Daigou disruption: Cross-border changes hit Swisse owner H&H's Q1 adult nutrition sales in Australia and New Zealand

By Cheryl Tay

- Last updated on GMT

Despite higher overall revenue, H&H's adult nutrition business in Australia and New Zealand saw a significant dip. ©Getty Images
Despite higher overall revenue, H&H's adult nutrition business in Australia and New Zealand saw a significant dip. ©Getty Images

Related tags Australia New zealand China Nutrition

Swisse owner Health & Happiness (H&H) International saw a dip of 25.2% in its Australia and New Zealand adult nutrition sales in the first quarter of 2019, despite a slight overall revenue increase.

This came in the wake of new cross-border e-commerce (CBEC) rules, which again highlights how sales performance in Australia in particular are at the mercy of daigou ​trends.

According to H&H, China's new e-commerce regulations​ — which were implemented at the start of the year — resulted in many daigou​ sellers de-stocking their inventory and reducing trading activity.

China's State Administration for Market Regulation's (SAMR) continual crackdown on the country's health food and supplement sector has hit daigou​ sellers​ and direct-selling firms the hardest.

The company said in a media release: "To cope with these new channel dynamics, the group has been partnering with customers to deplete surplus inventory and continue brand building initiatives across both ANZ and China markets to continue to drive demand."

H&H's Q1 2019 adult nutrition sales figures are a stark contrast to those reported in its 2018 annual results​, where the segment had seen sales growth of 13.7%.

Australian vitamin giant Blackmores has also been affected​ changes in the daigou​ channel, with boss Marcus Blackmore saying the firm had "lost a lot of the daigou sales" ​it used to enjoy. The firm is trying to engage more actively with sellers on the platform now so it can maximise its potential in this aspect. 

Ups and downs

Overall, H&H's revenue saw year-on-year growth of 2.4% to US$322.7m (RMB2.2bn), and its adult nutrition business is doing markedly better in China than in Australia and New Zealand.

The company recorded a 32.2% increase in adult nutrition active sales in China, which accounted for 41.6% of its total adult nutrition revenue for the quarter. However, this also represented a 30% drop from the previous year's 63.2% increase.

Furthermore, it has expanded to new CBEC platforms and social e-commerce channels in China in a bid to reach more consumers.

According to the company, it is still seeing "overall demand growth for Swisse products from Chinese consumers remaining healthy"​, though its de-stocking and channel shift will take some time to complete.

Baby steps

When it came to H&H's infant nutrition business, revenues increased by 4.1% year-on-year, with infant milk formula revenue experiencing a slight decrease of 0.3% due to a high base: revenue in the segment had risen by 41.6% year-on-year in Q1 2018.

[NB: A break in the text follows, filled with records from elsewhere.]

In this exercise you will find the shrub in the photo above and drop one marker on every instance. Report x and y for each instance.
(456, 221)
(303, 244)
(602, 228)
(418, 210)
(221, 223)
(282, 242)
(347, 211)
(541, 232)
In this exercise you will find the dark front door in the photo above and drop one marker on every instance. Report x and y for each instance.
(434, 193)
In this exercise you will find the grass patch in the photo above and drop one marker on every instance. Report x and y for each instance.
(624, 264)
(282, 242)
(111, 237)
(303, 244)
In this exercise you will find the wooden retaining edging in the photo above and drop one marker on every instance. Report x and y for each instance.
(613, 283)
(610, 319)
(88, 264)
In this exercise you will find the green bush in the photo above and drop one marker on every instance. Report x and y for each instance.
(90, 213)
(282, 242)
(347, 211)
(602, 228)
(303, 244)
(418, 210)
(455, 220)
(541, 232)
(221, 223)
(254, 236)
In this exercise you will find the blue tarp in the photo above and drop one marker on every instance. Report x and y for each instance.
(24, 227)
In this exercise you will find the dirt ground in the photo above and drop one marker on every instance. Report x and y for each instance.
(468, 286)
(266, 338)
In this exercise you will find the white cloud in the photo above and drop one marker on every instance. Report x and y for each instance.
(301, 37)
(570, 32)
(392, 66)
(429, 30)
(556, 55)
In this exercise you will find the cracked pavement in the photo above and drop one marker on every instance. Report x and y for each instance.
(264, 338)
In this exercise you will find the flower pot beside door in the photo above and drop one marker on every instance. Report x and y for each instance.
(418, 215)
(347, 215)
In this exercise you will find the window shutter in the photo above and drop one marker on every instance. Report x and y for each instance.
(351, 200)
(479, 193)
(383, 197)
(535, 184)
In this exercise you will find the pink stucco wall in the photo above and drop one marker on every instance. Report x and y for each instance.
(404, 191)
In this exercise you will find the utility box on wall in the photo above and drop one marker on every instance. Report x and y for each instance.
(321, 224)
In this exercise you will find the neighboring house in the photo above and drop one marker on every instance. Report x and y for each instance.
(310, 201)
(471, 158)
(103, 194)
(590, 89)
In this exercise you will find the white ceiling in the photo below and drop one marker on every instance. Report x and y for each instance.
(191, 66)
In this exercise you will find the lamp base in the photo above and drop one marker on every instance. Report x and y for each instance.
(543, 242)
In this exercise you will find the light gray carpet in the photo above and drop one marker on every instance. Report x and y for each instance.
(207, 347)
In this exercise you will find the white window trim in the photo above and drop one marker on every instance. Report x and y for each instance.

This came after a one-off price increase, as well as distributors restocking during the company's launch of new registered infant formula products.

The rest of its infant nutrition product segment experienced significant growth of 98.2%, due mainly to H&H's Dodie brand doing well in both China and France, and the consolidation of sales from its organic baby food brand, Good Goût.

According to Nielsen research, the company's share of China's overall infant milk formula market had increased to 5.9% in the year ended March 31, 2019, a slight rise from 5.8% the previous year.

H&H chairman Luo Fei said, "We remain confident about the outlook for our baby nutrition and care business, and particularly for our adult nutrition and care business, especially in China.

"We will continue to implement our brand-building initiatives and other ongoing strategies to safeguard our ongoing growth, and to continue growing our global leadership in premium wellness."